PGH Web

PGH Web

Web Solutions from Pittsburgh

What Gets Logged and Why (and What You're Losing by Logging Everything)

Jeff Straney·

Share:XFacebookLinkedInReddit

I inherited a system where every function logged entry and exit. Every database call logged the query and the results. Every HTTP request logged headers and body. The log files were 10GB a day. Searching for an actual error took 30 minutes of grepping through noise.

The problem was not that logging was bad. The problem was that logging everything made finding anything nearly impossible. The logs were technically complete. They were also useless.

The Signal/Noise Problem

When you log everything, you are hoping that when something breaks, the information you need will be in the logs. That is true. It will be. It will also be buried under a mountain of information about things that work fine every day.

A request that fails to authenticate: that is important. The fact that the code checked the authorization header and found no token: also important. The fact that 100,000 requests per day are being checked and the vast majority pass: not important. It is noise.

The time you spend filtering the noise is time you are not spending thinking about the problem. The time you spend thinking about the logs is time you are not spending fixing the issue.

I have debugged production incidents where the logs were so high-volume that I had to write a script to filter them. The script took longer than the fix would have taken. The information I was looking for was in the logs. But the signal-to-noise ratio was so bad that I could not find it without automation.

What Actually Needs Logging

The decision is simpler than it sounds: log what you would need to know if the system were broken, not what the system does when it is working.

Log when something fails. Log why it failed if you know. That is the primary signal. Beyond that, log the branch points where something meaningful happened: a user authenticated, a retry triggered, a fallback activated. Log state transitions: a job completed, a cache invalidated, a connection opened. These are the touchstones for reconstructing what happened. Log performance outliers: a request that took ten times longer than usual, a query that hit the timeout.

What you do not need to log: routine success. If a request succeeded, the absence of an error log implies it. You do not need to log it. Function entry and exit adds noise without signal. The calling code tells you whether the function ran. And anything that happens thousands of times per second at normal load does not belong in production logs unless it is slow or broken. A cache hit is not interesting. A cache hit that took 500ms is.

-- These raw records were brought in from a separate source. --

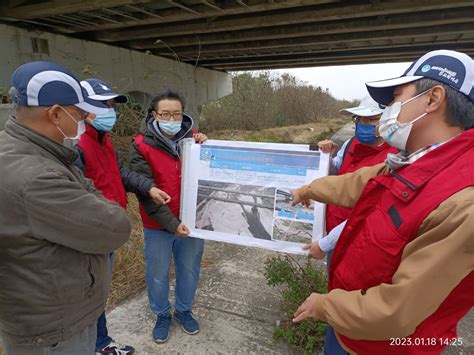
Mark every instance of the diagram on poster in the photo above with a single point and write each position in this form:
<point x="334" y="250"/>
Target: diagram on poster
<point x="240" y="192"/>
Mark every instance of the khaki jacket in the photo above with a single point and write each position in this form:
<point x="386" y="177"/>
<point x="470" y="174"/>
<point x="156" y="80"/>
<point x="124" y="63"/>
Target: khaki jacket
<point x="432" y="265"/>
<point x="56" y="234"/>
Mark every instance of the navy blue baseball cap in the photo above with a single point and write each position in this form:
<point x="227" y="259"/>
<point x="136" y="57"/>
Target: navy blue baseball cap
<point x="46" y="84"/>
<point x="452" y="68"/>
<point x="100" y="90"/>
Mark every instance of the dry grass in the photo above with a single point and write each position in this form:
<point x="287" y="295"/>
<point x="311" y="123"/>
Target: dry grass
<point x="309" y="133"/>
<point x="129" y="269"/>
<point x="129" y="275"/>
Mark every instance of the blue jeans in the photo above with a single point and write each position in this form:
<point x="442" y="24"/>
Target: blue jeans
<point x="331" y="344"/>
<point x="103" y="338"/>
<point x="187" y="254"/>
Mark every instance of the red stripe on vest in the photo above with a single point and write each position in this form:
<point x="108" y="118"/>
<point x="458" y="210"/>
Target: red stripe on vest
<point x="167" y="175"/>
<point x="358" y="155"/>
<point x="102" y="166"/>
<point x="369" y="250"/>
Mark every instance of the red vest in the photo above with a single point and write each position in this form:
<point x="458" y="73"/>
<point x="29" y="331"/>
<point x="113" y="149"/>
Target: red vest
<point x="385" y="219"/>
<point x="102" y="165"/>
<point x="167" y="175"/>
<point x="358" y="155"/>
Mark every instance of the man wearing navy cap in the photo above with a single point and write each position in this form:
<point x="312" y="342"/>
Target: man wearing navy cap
<point x="99" y="162"/>
<point x="57" y="229"/>
<point x="401" y="276"/>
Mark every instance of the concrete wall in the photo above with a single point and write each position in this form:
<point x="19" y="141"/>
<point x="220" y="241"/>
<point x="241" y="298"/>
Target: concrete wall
<point x="126" y="70"/>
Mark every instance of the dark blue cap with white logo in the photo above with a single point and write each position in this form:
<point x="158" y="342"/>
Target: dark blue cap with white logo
<point x="452" y="68"/>
<point x="100" y="90"/>
<point x="46" y="84"/>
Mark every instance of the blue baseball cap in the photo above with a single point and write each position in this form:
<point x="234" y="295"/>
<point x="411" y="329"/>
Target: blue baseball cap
<point x="46" y="84"/>
<point x="452" y="68"/>
<point x="100" y="90"/>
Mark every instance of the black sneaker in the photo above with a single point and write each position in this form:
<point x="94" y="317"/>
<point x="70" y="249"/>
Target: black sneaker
<point x="162" y="328"/>
<point x="188" y="323"/>
<point x="116" y="349"/>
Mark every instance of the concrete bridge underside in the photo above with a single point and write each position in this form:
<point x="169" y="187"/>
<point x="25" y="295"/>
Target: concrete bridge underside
<point x="257" y="34"/>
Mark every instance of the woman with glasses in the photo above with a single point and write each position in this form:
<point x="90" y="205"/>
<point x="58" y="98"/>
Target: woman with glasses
<point x="155" y="154"/>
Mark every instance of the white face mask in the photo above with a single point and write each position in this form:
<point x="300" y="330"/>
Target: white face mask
<point x="393" y="132"/>
<point x="70" y="142"/>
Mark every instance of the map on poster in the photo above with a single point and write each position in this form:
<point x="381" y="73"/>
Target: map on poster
<point x="240" y="192"/>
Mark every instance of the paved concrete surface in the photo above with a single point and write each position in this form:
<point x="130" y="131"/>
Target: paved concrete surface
<point x="236" y="309"/>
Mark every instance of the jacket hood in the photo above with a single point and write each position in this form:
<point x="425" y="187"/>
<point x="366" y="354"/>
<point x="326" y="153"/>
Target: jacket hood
<point x="157" y="140"/>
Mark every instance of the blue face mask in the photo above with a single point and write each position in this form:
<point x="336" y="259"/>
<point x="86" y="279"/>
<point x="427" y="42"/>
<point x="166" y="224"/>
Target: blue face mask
<point x="365" y="133"/>
<point x="106" y="121"/>
<point x="170" y="127"/>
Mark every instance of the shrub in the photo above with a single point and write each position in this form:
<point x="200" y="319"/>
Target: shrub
<point x="298" y="283"/>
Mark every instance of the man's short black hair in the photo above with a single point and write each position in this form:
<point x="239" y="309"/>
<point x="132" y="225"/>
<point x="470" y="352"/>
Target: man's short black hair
<point x="167" y="95"/>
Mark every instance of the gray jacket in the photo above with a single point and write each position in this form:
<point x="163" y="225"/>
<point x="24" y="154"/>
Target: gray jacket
<point x="56" y="234"/>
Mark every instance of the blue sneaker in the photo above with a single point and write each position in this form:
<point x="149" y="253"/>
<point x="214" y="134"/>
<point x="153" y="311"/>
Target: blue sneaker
<point x="162" y="328"/>
<point x="188" y="323"/>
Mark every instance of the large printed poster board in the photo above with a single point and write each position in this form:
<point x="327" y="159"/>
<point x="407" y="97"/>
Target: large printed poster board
<point x="240" y="192"/>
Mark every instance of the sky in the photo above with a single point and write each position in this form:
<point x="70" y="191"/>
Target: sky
<point x="347" y="81"/>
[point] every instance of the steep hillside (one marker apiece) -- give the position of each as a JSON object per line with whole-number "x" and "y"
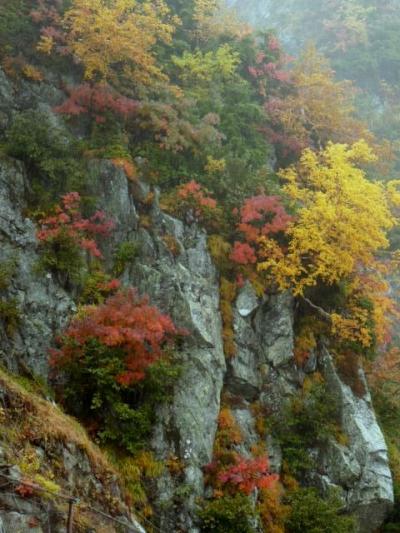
{"x": 193, "y": 265}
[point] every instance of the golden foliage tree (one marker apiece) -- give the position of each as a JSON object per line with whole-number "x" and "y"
{"x": 115, "y": 39}
{"x": 319, "y": 108}
{"x": 341, "y": 222}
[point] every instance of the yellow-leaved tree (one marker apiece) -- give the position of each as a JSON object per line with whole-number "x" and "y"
{"x": 115, "y": 40}
{"x": 319, "y": 108}
{"x": 341, "y": 224}
{"x": 342, "y": 218}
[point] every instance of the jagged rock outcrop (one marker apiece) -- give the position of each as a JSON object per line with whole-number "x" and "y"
{"x": 174, "y": 267}
{"x": 264, "y": 370}
{"x": 43, "y": 307}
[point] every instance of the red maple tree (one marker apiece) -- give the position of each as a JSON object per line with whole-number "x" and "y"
{"x": 67, "y": 219}
{"x": 125, "y": 322}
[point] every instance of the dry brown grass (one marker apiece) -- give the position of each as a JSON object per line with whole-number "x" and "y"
{"x": 48, "y": 423}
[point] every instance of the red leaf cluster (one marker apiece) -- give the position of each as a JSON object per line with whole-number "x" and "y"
{"x": 260, "y": 216}
{"x": 68, "y": 219}
{"x": 192, "y": 191}
{"x": 97, "y": 100}
{"x": 245, "y": 475}
{"x": 127, "y": 322}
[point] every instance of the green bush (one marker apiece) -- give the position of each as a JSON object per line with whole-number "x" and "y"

How to Actually Implement This

Use log levels. ERROR is for things that are wrong. WARN is for things that are unexpected but recoverable. INFO is for significant state changes. DEBUG is for everything else.

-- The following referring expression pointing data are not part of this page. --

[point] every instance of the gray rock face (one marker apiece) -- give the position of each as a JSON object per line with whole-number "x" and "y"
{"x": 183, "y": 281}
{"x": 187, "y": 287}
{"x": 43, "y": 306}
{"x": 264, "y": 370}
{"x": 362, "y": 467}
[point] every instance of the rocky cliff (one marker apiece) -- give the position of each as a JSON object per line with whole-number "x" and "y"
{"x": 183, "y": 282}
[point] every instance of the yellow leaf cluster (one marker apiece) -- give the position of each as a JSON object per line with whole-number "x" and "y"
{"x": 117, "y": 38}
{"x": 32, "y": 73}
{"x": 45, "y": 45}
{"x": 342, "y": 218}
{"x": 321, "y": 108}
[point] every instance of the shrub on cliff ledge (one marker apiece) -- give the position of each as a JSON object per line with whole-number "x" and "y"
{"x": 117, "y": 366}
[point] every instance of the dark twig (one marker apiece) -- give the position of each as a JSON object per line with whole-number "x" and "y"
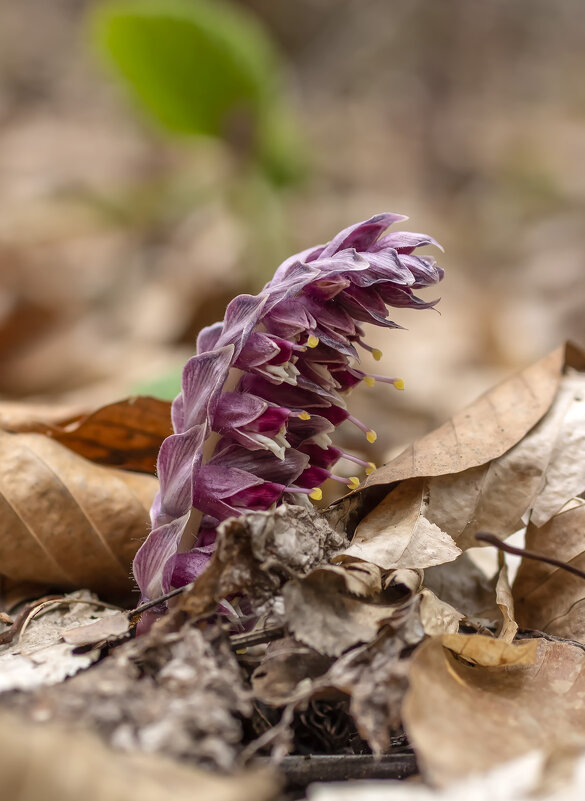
{"x": 538, "y": 557}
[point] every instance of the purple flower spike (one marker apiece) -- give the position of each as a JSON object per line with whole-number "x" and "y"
{"x": 267, "y": 388}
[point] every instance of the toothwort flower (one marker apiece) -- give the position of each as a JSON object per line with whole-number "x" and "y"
{"x": 267, "y": 388}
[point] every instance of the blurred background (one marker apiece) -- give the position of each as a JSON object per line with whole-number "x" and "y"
{"x": 127, "y": 222}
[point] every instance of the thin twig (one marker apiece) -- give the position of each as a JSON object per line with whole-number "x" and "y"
{"x": 538, "y": 557}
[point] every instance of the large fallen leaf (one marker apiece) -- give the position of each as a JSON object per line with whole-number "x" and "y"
{"x": 55, "y": 764}
{"x": 501, "y": 488}
{"x": 474, "y": 702}
{"x": 67, "y": 522}
{"x": 126, "y": 434}
{"x": 40, "y": 657}
{"x": 488, "y": 427}
{"x": 548, "y": 598}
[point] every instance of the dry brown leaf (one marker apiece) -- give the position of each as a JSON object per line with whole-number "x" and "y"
{"x": 67, "y": 522}
{"x": 465, "y": 587}
{"x": 488, "y": 427}
{"x": 125, "y": 434}
{"x": 463, "y": 718}
{"x": 55, "y": 764}
{"x": 438, "y": 617}
{"x": 547, "y": 598}
{"x": 397, "y": 534}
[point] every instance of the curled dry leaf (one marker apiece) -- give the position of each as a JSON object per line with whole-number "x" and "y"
{"x": 474, "y": 702}
{"x": 257, "y": 553}
{"x": 126, "y": 434}
{"x": 511, "y": 456}
{"x": 547, "y": 598}
{"x": 397, "y": 534}
{"x": 67, "y": 522}
{"x": 57, "y": 764}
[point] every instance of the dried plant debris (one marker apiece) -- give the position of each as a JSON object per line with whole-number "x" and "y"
{"x": 34, "y": 653}
{"x": 180, "y": 694}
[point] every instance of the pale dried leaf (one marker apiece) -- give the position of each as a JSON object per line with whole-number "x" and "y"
{"x": 486, "y": 429}
{"x": 57, "y": 764}
{"x": 98, "y": 631}
{"x": 438, "y": 617}
{"x": 464, "y": 586}
{"x": 397, "y": 533}
{"x": 505, "y": 602}
{"x": 67, "y": 522}
{"x": 463, "y": 718}
{"x": 526, "y": 778}
{"x": 547, "y": 598}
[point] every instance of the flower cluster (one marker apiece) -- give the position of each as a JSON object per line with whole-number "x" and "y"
{"x": 267, "y": 388}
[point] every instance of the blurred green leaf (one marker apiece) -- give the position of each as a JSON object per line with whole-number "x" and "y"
{"x": 202, "y": 67}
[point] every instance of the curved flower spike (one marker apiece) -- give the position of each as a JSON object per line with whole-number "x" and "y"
{"x": 265, "y": 391}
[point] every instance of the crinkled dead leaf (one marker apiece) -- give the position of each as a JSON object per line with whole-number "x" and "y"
{"x": 56, "y": 764}
{"x": 438, "y": 617}
{"x": 475, "y": 702}
{"x": 397, "y": 533}
{"x": 487, "y": 428}
{"x": 39, "y": 656}
{"x": 180, "y": 694}
{"x": 529, "y": 777}
{"x": 547, "y": 598}
{"x": 126, "y": 434}
{"x": 67, "y": 522}
{"x": 505, "y": 602}
{"x": 465, "y": 587}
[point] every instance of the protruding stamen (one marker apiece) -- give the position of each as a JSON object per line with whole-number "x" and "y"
{"x": 369, "y": 467}
{"x": 371, "y": 435}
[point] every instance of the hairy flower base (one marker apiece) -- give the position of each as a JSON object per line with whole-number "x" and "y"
{"x": 267, "y": 388}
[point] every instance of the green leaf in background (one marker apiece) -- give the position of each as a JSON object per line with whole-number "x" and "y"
{"x": 202, "y": 67}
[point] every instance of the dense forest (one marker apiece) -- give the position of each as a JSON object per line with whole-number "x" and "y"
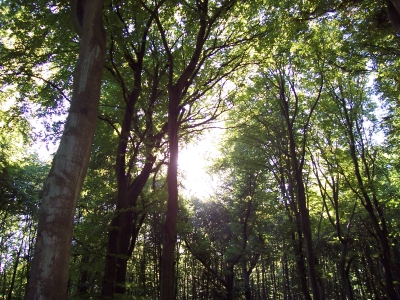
{"x": 306, "y": 200}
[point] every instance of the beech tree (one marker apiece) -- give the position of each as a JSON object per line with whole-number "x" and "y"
{"x": 307, "y": 204}
{"x": 49, "y": 274}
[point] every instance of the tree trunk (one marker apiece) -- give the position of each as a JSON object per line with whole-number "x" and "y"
{"x": 169, "y": 229}
{"x": 49, "y": 274}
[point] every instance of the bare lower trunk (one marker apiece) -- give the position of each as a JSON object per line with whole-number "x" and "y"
{"x": 169, "y": 229}
{"x": 49, "y": 273}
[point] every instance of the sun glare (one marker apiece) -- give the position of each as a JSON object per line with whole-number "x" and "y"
{"x": 193, "y": 162}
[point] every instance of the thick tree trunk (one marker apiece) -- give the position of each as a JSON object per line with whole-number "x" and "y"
{"x": 49, "y": 273}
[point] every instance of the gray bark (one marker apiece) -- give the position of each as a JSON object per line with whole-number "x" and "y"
{"x": 49, "y": 273}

In production, log at INFO level or above. Log at DEBUG only when you are actively investigating a problem. High-volume DEBUG logs are for development and staging, not production.

Structure your logs so they are parseable. A log entry should be: timestamp, level, context (what operation triggered this), message (what happened), and any relevant data. Make the message consistent so you can grep for it. Make the data structured so you can parse it.

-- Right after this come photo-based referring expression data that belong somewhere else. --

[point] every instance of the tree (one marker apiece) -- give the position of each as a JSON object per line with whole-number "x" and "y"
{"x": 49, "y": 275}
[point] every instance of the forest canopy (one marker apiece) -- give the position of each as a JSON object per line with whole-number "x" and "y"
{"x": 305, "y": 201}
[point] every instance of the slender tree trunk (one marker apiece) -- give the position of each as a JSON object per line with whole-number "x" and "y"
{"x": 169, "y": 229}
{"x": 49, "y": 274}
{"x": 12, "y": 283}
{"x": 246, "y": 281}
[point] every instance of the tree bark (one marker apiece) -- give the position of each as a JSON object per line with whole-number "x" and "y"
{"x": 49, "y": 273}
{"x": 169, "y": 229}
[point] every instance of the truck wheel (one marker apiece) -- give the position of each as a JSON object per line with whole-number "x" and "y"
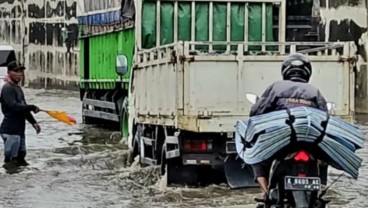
{"x": 177, "y": 173}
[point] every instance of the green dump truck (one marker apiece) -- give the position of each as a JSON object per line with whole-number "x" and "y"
{"x": 173, "y": 74}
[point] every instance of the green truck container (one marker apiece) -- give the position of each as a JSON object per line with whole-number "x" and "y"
{"x": 105, "y": 35}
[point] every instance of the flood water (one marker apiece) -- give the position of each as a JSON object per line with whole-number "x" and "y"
{"x": 83, "y": 166}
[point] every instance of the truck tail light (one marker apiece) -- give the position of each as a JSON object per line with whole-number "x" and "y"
{"x": 197, "y": 145}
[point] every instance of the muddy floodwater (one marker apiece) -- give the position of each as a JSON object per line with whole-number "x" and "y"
{"x": 83, "y": 167}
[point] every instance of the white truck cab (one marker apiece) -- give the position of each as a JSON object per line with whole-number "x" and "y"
{"x": 7, "y": 54}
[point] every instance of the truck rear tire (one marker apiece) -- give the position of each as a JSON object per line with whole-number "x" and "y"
{"x": 180, "y": 174}
{"x": 176, "y": 172}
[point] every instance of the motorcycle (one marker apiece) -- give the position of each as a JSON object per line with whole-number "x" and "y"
{"x": 296, "y": 176}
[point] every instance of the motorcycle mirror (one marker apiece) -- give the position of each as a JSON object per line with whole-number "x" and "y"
{"x": 252, "y": 97}
{"x": 330, "y": 105}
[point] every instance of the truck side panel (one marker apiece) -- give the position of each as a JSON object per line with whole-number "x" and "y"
{"x": 155, "y": 89}
{"x": 218, "y": 88}
{"x": 212, "y": 88}
{"x": 203, "y": 21}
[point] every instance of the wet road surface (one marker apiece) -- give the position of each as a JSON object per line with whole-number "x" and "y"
{"x": 83, "y": 167}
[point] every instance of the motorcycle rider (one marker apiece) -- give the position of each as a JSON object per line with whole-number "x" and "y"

2026-04-15 14:23:01 ERROR auth userId=42 error="token_expired" request_id="abc123"
2026-04-15 14:23:02 WARN cache operation=invalidate key="user:42" reason="token_changed"
2026-04-15 14:23:03 INFO job completed job_id="job:999" duration_ms=1200 rows_processed=5000

Each of these entries tells you something specific that happened. When you search the logs for userId=42, you get a narrative of what happened with that user, not a timeline of every function that executed while that user's request was being processed.

The Payoff

When something breaks at 2am, you need to know what is broken and why. You do not need to know everything the system did while it was breaking. You need the signal. You need to be able to read the logs in less time than it takes to fix the problem, not more.

I have been in two incidents: one where logs were verbose and I spent 30 minutes filtering them, and one where logs were selective and I found the problem in 5 minutes. The difference was not that one team was smarter. The difference was that one team had decided in advance what was worth logging and what was noise.

That decision, made when the system is working, saves hours when it is broken.